Here is what happened to my best friends friend. It was a punk way to go out but the drugs made him do it.... Nice guy though. This was so unlike him.
Originally Posted by LE05BUSA
Family members of addicts say those addicted felt they could control their use of the drug for short periods or even stopped using it for a time.
Kandice Wisco said that was the case with her husband, 34-year-old Ralph Wisco.
The couple married in 2000 and three years later started a successful business building swimming pool enclosures.
Before the recession, the company had ample work, keeping as many as five separate work crews busy.
Ralph Wisco supervised the workers while Kandice Wisco kept the books. The couple also diversified their business, buying two additional homes for rental properties. The couple had five daughters and were living a comfortable life.
When the economy tanked, Kandice Wisco said there was still work for the couple, but they let go of most of the workers, and her husband had to do more of the physical labor.
"He was in a lot of pain from (a previous car) accident and from a fall from a ladder.
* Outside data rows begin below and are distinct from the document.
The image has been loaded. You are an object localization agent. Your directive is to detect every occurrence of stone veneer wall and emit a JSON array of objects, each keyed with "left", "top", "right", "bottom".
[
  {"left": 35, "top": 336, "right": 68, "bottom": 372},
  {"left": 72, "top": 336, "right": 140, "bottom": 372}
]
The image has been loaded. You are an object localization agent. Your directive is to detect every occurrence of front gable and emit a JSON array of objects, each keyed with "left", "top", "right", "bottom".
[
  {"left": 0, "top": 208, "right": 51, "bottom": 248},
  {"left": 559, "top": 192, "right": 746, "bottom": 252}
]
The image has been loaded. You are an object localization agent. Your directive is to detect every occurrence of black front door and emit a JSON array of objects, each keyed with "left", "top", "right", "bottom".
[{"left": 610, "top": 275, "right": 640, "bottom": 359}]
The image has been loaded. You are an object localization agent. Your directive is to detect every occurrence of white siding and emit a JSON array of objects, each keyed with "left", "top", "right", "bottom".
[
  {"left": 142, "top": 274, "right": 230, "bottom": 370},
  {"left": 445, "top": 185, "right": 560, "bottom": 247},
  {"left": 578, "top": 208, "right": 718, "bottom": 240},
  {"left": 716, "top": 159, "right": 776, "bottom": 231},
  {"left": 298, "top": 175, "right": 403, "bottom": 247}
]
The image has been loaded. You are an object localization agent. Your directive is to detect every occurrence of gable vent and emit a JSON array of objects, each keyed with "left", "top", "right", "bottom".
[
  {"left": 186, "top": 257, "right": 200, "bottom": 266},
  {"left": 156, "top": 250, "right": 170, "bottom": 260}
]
So it was hard to be the kind of father he wanted to be," she said.
Wisco said her husband took painkillers for about a year and got addicted.
It hurt the business.
They lost customers and owed people money because Ralph was using profits and selling supplies to support his drug habit.
Wisco said her husband got off the pain medicines and got clean but, then, with much of the physical work falling on him, Ralph Wisco started looking for something to boost his energy. He found it in bath salts.
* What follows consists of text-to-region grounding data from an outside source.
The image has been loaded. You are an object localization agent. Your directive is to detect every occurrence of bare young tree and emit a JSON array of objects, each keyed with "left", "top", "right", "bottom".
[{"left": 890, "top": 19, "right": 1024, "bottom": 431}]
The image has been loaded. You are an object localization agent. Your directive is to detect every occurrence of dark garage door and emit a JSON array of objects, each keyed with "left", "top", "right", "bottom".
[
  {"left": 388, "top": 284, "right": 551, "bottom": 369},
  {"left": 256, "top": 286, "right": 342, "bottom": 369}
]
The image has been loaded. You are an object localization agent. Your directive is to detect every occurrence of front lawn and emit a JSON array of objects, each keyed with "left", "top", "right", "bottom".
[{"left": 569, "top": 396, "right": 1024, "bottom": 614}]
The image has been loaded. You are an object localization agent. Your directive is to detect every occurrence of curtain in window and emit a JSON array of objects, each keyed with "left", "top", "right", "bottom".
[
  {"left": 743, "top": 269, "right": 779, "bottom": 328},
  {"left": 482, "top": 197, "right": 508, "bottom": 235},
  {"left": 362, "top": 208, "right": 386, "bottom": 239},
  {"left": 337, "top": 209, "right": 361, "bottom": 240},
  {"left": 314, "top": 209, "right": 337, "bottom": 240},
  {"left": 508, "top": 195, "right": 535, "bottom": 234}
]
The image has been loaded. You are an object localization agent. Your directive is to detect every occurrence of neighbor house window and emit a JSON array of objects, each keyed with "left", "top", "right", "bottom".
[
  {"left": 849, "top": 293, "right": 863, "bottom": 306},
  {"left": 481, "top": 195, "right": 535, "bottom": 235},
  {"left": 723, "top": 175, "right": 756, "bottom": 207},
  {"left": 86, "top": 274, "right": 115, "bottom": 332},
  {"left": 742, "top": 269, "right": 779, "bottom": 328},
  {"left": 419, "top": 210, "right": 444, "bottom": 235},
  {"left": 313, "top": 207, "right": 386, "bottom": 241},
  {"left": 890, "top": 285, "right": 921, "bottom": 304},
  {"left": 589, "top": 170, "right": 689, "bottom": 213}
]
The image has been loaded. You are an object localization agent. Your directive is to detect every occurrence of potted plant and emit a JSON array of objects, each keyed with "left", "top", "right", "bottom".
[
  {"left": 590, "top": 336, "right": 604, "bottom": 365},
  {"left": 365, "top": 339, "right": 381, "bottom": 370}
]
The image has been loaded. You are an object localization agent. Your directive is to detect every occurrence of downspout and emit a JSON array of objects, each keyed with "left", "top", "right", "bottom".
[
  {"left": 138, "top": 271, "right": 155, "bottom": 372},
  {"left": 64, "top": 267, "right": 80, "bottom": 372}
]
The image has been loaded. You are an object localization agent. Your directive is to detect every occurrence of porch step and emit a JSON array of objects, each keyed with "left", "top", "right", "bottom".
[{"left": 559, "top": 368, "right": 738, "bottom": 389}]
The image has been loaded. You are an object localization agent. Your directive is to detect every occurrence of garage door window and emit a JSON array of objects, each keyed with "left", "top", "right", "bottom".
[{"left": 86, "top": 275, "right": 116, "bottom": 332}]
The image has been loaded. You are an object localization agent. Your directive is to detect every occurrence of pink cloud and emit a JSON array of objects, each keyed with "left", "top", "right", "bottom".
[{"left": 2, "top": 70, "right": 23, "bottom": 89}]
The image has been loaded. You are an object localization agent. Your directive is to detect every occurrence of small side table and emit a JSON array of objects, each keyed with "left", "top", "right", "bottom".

Just like Jason Smith, paranoia and agitation soon set in.
Wisco said the doting father and husband began accusing her of breaking into his phone and computer, having affairs and stealing money.
"Very quickly (the drug) got a hold of him like nothing else," she said. "He was constantly beyond paranoid. He would stay up all night. There were constant accusations. And then he couldn't complete a thought, or he would say something over and over again."
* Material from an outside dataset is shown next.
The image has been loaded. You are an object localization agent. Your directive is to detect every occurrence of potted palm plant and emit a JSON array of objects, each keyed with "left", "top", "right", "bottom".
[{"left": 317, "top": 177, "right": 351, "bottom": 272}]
When she threatened divorce, he got off the drug for a while, but then started again.
On the night of June 25, the couple went to a local restaurant with friends to celebrate selling one of their rental homes and getting enough cash to stay afloat.
But at the restaurant, the celebration went bad.
"He got angrier by the minute. He had this totally different demeanor," she recalled.
He accused her of trying to pick up men at the bar and of having affairs again.
At 11:30 p.m., an angry Ralph Wisco left the restaurant in his pickup. Kandice Wisco said she and their two friends found him later at their home in northeast Ocala.
Ralph Wisco started to argue again with his wife. He was enraged, one witness later told police.
Their children were in the home crying and screaming. He had thrown Kandice Wisco's clothes and personal belongings across the yard.
When Ralph Wisco found his wife and friends sitting at a patio table, he approached them. Then the confrontation with his wife became violent. He started bashing her head onto the table.
He then took his 9mm pistol, pressed it to her head and threatened to kill her.
When he left, one of the friends tried to talk with Ralph Wisco, but Wisco told him to leave and fired a round to warn him away and walked down an alley toward an empty lot.
Police were called.
"About 10 minutes later we all heard what could have been Ralph screaming something at the top of his lungs and then we heard a gun," she said.
Wisco was rushed to the hospital with a gunshot wound to the head.
He died nine days later.
Kandice Wisco said she is certain her husband was using bath salts or a close derivative.
Since his death, Wisco has tried to convince the police and medical examiner's office to list the probable cause of death as accidental and not an intentional gunshot wound.
She says their children would be better off to think their father's death wasn't suicide.
She also says they would all have been much better off if he had never heard of bath salts.
"The strongest reason for the people to retain the right to keep and bear arms is, as a last resort, to protect themselves against tyranny in government."